The numerous resistance movements against the liberal global political systems can be interpreted as a similar kind of backlash. In fact, many of them are primarily supported by white men who feel they have been robbed of their privileges and want to return to the world before the age of globalisation. With this scenario, the weaknesses and time limitation of resistance will primarily determine the future. The reaction of representatives of the liberal world order carries less importance.
Personally, I consider the downfall and backlash scenarios less likely. Above all, the functionality and necessity of global governance in the age of globalisation do not support the downfall scenario. Accordingly, the aspiring superpower is less likely to be China, who fundamentally challenges the liberal world order. While it is true that Chinese foreign policy readily emphasises national sovereignty, outside of the field of human rights, it has previously defended rather than attacked many components of the global political system. In contrast, the backlash scenario underestimates the mobilisation potential of nationalists and anti-cosmopolitans. They are not groups of old white men that have to become accustomed to the revocation of their privileges. Globalisation and the global political system have in fact created losers and winners on a transnational and global level, who will probably continue to oppose each other in political discourse in the national political systems and in the global political system. The outcome of this discourse will crucially depend on whether the global political system can be reformed to gain legitimacy.

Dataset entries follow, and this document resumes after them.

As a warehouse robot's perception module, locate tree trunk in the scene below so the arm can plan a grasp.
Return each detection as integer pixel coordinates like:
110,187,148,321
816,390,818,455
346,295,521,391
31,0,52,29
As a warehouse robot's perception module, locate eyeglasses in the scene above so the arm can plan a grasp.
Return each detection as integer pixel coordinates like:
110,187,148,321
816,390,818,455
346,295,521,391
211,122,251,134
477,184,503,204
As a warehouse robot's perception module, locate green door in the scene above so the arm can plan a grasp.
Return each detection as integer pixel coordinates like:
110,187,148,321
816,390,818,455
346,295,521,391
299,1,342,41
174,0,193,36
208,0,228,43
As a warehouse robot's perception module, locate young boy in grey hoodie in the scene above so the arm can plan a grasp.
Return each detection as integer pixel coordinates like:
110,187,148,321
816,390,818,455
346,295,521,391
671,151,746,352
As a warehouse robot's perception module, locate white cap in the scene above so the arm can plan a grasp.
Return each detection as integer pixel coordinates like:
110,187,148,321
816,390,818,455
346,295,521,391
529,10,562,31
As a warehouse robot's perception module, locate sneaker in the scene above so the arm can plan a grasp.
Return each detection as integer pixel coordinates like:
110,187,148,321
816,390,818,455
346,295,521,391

If the future of the liberal world order therefore depends on political choices, then this poses the inevitable question of which policies and institutional reforms will be necessary to process the new line of conflict in a productive way. How can the liberal world order be defended in view of the internal and external challenges? What changes do representatives of the global policy of responsibility need to make compared to the past decades?
Liberal World Order
How We Must Act
The weakening of the liberal world order is based on normative challenges. An ideational defence programme is needed to retain it. Only then can the principal threat of our time be confronted: to defend internal and external attacks on the liberal world order. It will be a lengthy battle, which will take place at both the national and international level. Three measures must be taken:
- The advocates of the liberal world order in Germany must stop defending themselves politically, but rather choose the offensive and proactively represent the cosmopolitan worldview in an offensive. The tendency to bring home reasonable global agreements and sell them as if they were without alternative may seem like an easy strategy in the short term. In the long term, however, it is detrimental, as it prevents societal debates and an open discourse on world policy without predefined outcomes.
- The discourses that take place within European and international institutions on the right trajectories must be made transparent, and room for opposition must be created. Political opposition within international and European institutions helps prevent dissatisfaction with policies from structurally translating into institutional criticism. Germany must advocate for this.
- Germany must look for coalition partners for a liberal world order in the Global South. The long-term work on such coalitions is more promising than relying solely on questionable deals with authoritarian potentates.